Climate-active Brick Facades
Project team Adaptive Brick:
Philipp Molter, Jakob Fellner, Kasimir Forth, Ata Chokhachian
Studierende: André Regehr, Balthasar Moos, Christian Zang, Margarita Alwalidi, Zhenming Peng, Anna Fornili, Helena Jimenez, Gianmarco Mei, Luca Mamoli
Brick production is constantly being improved and the properties of ceramic bricks optimised. In recent years, this has increasingly affected their sound and thermal insulation properties. However, less research has so far been done into the climate-impacting aspects of brick materials and their potential to improve urban microclimates. This is where the Adaptive Brick research project of the TU Munich, headed by Philipp Molter, Associate Professor at the Chair of Design and Building Envelopes (Lehrstuhl für Entwerfen und Gebäudehülle), comes in. The team is investigating the use of irrigated solid bricks as a component of climatically-effective facades that can counteract the phenomenon of urban heat islands.
Optimizing the microclimate
Like other materials, brick facades influence the urban microclimate through their radiation temperature. Metal and glass surfaces do not store heat, and cool down just as quickly as they heat up. Natural and artificial stones such as concrete and bricks have a high heat capacity, and are therefore are able to store heat for long periods of time. If several warm days follow one another, their material temperature rises further and further. In a comparison of all common facade materials, the best results with the lowest surface temperatures are achieved by greened facades. This is due to the evaporation cooling through the moisture in the leaves. The TU Munich study will now seek to determine whether this effect can also be transferred to bricks due to their porosity and water-absorption capacity.
Hygrothermics in action
In a test set-up, the hygrothermal relationships, i.e. the coupled heat and moisture transport in the bricks, were determined and the surface temperatures and intensity of the evaporative cooling were measured for bricks of different density and colour. To this end, different types of irrigation were tested under changing environmental conditions at different times of the day.
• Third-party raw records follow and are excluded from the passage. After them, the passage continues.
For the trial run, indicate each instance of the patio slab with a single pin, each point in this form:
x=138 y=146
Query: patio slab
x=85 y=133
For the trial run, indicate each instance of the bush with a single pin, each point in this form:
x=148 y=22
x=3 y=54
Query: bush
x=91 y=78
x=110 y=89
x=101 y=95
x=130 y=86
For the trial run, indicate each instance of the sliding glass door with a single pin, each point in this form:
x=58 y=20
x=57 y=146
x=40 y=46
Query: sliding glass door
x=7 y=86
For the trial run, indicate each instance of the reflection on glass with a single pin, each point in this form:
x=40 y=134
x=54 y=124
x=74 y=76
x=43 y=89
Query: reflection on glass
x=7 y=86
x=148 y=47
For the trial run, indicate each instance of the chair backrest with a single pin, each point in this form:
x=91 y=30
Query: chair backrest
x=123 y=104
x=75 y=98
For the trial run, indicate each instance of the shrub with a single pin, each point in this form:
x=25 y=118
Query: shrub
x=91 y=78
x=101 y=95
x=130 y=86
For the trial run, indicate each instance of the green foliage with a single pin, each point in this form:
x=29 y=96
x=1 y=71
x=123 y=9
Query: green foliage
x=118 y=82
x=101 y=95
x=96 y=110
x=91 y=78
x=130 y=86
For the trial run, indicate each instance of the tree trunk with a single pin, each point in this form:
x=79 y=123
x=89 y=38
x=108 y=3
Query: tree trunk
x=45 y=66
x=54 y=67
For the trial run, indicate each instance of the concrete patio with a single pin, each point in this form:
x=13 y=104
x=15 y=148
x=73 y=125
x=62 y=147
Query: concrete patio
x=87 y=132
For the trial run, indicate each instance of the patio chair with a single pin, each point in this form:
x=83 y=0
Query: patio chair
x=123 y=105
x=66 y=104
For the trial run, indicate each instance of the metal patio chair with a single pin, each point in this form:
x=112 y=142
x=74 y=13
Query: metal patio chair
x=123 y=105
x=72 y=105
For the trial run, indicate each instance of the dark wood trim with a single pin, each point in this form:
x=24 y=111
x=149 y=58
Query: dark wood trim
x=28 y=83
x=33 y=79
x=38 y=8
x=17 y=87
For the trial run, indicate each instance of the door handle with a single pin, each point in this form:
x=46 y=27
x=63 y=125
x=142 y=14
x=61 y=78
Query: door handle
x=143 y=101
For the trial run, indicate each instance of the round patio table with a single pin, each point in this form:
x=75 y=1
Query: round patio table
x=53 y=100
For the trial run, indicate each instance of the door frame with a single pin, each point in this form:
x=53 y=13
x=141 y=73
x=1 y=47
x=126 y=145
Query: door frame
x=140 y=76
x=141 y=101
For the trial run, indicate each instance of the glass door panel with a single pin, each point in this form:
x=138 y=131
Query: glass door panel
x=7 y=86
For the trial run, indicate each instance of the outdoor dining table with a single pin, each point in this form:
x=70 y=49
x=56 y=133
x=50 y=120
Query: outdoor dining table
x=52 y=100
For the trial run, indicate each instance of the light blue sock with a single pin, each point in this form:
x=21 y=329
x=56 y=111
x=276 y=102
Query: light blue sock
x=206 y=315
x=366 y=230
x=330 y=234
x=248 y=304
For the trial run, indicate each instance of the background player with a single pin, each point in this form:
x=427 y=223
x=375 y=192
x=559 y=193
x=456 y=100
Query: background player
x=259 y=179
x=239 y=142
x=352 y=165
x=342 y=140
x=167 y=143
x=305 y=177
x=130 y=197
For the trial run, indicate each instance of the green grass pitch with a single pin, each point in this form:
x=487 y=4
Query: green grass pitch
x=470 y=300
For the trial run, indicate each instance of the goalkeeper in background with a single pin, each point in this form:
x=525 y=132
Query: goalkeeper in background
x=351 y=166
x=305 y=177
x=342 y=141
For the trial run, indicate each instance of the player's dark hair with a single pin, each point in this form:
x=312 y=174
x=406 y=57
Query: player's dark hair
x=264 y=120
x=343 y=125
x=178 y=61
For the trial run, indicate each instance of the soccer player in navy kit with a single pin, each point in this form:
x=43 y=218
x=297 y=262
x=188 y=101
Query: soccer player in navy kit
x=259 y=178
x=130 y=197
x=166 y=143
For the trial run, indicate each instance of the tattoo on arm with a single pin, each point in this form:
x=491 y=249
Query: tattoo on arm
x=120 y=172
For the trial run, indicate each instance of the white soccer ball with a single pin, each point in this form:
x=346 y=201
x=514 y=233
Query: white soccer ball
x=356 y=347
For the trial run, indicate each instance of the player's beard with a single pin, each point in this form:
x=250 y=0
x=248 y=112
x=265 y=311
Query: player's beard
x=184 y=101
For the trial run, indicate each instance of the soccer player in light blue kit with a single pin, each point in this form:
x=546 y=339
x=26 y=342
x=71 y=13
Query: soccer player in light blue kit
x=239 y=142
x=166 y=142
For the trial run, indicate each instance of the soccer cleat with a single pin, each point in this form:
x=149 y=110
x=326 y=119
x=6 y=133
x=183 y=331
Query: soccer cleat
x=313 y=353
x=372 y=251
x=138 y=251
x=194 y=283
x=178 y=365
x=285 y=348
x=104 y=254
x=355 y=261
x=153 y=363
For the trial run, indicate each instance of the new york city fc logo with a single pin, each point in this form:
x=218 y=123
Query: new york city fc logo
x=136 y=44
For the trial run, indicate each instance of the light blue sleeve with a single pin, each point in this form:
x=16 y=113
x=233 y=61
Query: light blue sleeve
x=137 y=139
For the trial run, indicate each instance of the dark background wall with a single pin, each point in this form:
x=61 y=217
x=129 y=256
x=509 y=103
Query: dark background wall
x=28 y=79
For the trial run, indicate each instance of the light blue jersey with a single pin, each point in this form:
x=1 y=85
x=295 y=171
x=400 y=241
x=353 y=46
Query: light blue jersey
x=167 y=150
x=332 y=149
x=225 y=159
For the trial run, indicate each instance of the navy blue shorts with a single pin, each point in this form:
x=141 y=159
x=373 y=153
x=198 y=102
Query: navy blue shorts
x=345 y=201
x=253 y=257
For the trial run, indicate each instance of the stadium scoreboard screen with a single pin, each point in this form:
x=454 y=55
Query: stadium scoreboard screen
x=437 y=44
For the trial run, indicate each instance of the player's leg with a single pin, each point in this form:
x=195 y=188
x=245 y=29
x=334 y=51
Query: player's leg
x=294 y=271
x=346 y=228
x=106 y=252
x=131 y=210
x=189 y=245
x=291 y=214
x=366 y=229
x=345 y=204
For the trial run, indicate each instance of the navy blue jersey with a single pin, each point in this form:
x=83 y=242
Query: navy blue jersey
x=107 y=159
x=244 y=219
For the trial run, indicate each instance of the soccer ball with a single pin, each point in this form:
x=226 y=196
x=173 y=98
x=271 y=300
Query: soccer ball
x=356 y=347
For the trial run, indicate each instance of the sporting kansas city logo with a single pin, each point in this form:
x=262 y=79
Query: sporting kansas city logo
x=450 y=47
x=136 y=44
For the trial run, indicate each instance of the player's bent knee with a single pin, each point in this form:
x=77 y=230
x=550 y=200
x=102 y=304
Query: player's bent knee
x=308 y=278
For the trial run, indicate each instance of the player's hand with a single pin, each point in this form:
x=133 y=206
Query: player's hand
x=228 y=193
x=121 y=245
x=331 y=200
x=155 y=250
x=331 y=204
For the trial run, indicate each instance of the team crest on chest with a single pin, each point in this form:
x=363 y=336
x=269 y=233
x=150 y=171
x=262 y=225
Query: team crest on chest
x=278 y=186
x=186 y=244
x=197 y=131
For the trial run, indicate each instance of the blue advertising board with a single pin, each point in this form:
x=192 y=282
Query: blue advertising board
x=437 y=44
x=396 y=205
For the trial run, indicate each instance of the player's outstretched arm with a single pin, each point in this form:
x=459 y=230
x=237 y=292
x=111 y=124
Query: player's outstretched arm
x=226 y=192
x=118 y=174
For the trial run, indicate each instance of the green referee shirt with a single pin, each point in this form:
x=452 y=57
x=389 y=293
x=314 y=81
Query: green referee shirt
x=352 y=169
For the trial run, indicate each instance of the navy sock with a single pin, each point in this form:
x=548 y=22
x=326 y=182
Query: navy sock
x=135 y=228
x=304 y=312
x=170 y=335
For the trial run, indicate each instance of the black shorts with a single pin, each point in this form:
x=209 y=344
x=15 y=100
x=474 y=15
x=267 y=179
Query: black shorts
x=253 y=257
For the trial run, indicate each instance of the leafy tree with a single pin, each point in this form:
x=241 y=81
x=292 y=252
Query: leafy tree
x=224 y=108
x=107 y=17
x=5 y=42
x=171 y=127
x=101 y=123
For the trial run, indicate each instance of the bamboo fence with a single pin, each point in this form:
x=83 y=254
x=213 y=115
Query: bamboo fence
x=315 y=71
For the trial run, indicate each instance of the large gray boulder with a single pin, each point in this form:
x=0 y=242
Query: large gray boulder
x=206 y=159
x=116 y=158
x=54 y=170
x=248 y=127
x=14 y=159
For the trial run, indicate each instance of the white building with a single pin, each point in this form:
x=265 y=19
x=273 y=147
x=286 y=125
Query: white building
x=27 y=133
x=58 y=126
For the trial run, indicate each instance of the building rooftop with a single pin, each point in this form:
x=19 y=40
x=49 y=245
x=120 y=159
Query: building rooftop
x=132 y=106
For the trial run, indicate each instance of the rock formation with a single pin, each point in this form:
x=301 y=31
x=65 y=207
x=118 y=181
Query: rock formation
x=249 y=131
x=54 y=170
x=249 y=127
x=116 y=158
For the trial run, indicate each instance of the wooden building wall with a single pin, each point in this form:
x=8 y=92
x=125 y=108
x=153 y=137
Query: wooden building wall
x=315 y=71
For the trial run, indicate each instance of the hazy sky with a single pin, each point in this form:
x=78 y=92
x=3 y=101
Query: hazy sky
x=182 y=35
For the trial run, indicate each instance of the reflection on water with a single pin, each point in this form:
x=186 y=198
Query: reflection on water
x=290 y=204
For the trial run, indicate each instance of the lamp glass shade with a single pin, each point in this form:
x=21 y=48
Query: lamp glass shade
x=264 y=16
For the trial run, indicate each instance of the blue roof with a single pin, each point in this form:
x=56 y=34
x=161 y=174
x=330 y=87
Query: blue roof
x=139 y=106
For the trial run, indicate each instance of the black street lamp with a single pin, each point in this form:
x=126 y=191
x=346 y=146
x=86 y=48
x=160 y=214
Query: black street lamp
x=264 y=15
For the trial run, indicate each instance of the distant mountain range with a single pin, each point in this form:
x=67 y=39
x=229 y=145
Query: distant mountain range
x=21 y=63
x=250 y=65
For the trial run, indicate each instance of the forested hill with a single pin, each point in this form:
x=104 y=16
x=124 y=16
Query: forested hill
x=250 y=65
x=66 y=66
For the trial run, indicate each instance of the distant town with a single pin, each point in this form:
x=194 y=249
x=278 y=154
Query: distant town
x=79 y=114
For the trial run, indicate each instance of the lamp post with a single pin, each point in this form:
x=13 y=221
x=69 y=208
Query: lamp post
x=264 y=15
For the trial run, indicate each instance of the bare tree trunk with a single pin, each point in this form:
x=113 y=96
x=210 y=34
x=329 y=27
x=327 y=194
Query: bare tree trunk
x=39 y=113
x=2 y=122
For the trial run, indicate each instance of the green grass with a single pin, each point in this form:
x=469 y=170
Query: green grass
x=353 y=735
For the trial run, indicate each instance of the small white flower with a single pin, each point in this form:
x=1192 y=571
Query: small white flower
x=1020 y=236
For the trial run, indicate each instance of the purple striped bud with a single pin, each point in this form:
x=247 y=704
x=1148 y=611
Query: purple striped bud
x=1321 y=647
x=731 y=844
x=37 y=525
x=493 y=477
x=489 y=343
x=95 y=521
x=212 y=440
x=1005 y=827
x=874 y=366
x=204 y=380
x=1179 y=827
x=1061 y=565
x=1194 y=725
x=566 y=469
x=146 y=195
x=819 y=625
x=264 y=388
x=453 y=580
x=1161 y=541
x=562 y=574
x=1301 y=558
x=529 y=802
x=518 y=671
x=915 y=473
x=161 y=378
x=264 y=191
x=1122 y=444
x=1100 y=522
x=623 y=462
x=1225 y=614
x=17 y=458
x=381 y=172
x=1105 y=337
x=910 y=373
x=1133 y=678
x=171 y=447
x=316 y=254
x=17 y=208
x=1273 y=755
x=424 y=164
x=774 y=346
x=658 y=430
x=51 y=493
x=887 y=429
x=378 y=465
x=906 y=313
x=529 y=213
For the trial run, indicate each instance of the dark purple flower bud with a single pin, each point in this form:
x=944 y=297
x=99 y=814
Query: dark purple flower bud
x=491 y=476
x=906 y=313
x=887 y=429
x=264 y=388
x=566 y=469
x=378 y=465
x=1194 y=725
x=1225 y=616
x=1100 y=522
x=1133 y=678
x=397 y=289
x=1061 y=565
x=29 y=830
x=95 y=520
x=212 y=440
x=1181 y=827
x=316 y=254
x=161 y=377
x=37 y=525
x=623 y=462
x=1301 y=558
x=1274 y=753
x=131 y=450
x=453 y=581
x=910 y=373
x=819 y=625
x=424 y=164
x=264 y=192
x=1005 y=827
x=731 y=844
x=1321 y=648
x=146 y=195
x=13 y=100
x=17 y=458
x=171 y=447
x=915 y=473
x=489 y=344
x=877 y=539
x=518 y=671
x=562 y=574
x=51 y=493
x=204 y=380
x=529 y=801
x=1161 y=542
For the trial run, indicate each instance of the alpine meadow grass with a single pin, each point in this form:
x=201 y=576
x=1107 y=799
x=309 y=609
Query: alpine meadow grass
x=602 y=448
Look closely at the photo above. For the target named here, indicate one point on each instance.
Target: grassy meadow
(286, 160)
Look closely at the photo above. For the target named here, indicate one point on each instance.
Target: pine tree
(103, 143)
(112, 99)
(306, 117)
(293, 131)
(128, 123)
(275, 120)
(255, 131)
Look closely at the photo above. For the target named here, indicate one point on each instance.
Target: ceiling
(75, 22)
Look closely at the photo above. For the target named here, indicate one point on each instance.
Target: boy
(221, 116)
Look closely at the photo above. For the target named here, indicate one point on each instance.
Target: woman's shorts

On average, the surface temperatures of wet bricks were found to be around 7 °C lower than those of dry bricks due to evaporation cooling. The colour of the bricks also influences the temperature curve, as a difference of 5.4 °C between light and dark bricks showed. The surface temperature of the different types of brick shows different heating potentials as well as varying evaporation behaviour. A red brick with holes exhibited the coolest temperatures, probably due to it having the lowest density, a high water absorption capacity and therefore also the strongest evaporation cooling.
After the initial series of tests, the scientists now assume that the brick properties of porosity, water absorption behaviour and colour in combination with the effect of evaporative cooling can be used specifically to lower the surface temperatures of buildings and can thus contribute to solving the problem of urban heat islands. They are currently working on a concrete irrigation system for integration into brick facades.